Another mechanical element that will need to be addressed is converting enemies. While Boven’s TEA system presents very clear and very detailed stat blocks for encounters, Rejec’s UVG system is more abstract. Whether you, as the referee, take the time to flesh out the individual enemies and give them defined abilities is up to you, but I think that a pretty easy conversion strategy to start with would be to take the “L#” value from UVG, use it as the SKL of the encounter and then double it for the HP of the encounter. This won’t work for all encounters in UVG (The Lacquered Chaos of Possibility would be SKL 17, HP 34, and then there are the Radiation Ghosts [L0)]) but it can give you something to start with.

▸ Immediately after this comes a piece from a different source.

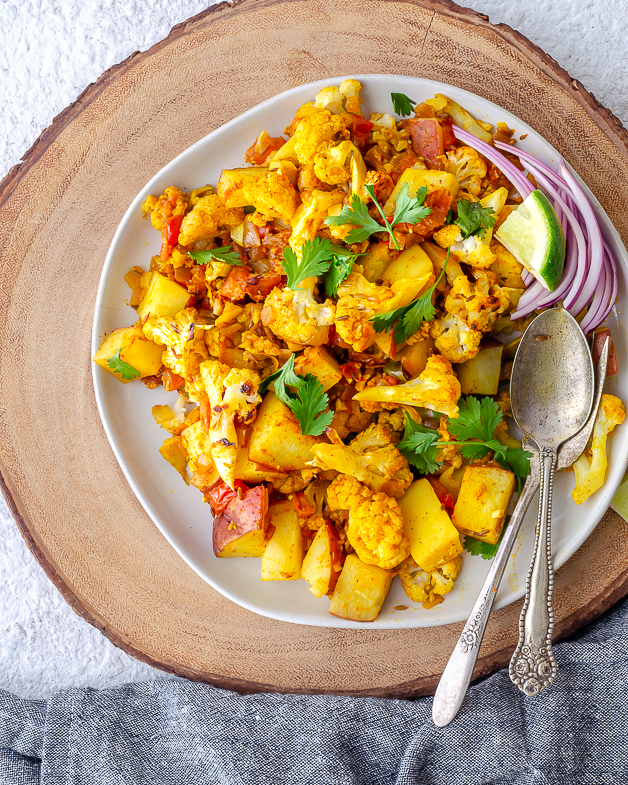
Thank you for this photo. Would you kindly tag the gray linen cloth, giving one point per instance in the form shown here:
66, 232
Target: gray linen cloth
176, 732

If all else fails, follow the advice of Ben from Questing Beast and stat the encounter the same as you would a bear, (or maybe a Morngrowler, the bear-sized badgers of TEA.)
Even if your party of characters manages to get to the Winedark and syphon off a king’s ransom of Elder ink, there’s still the journey back. UVG presents plenty of challenges for the journey home that could make the carting of any significant quantity of liquid extremely difficult. Rivers, chasms, horrors and misfortunes all present obstacles to hauling a fortune back to places as far East as The Violet City, much less even further, back to Titan Port. I would even posit that the further west one goes, the less Elder ink could be worth, so characters will need to spend more of it to achieve anything they might need currency to accomplish. It could be that in and around The Black City, ink is so plentiful that other things are traded as currency in its place, like food, memories, sanity and time. On the off chance that your characters do obtain an insane amount of inky wealth and manage to get it carted back to Titan Port, why not let them live like millionaires? More money, more problems, as they say. Just because your adventurer gained a few levels and became wealthy doesn’t mean that they’re suddenly immune to intrigue or to the events that unfold in Titan Port.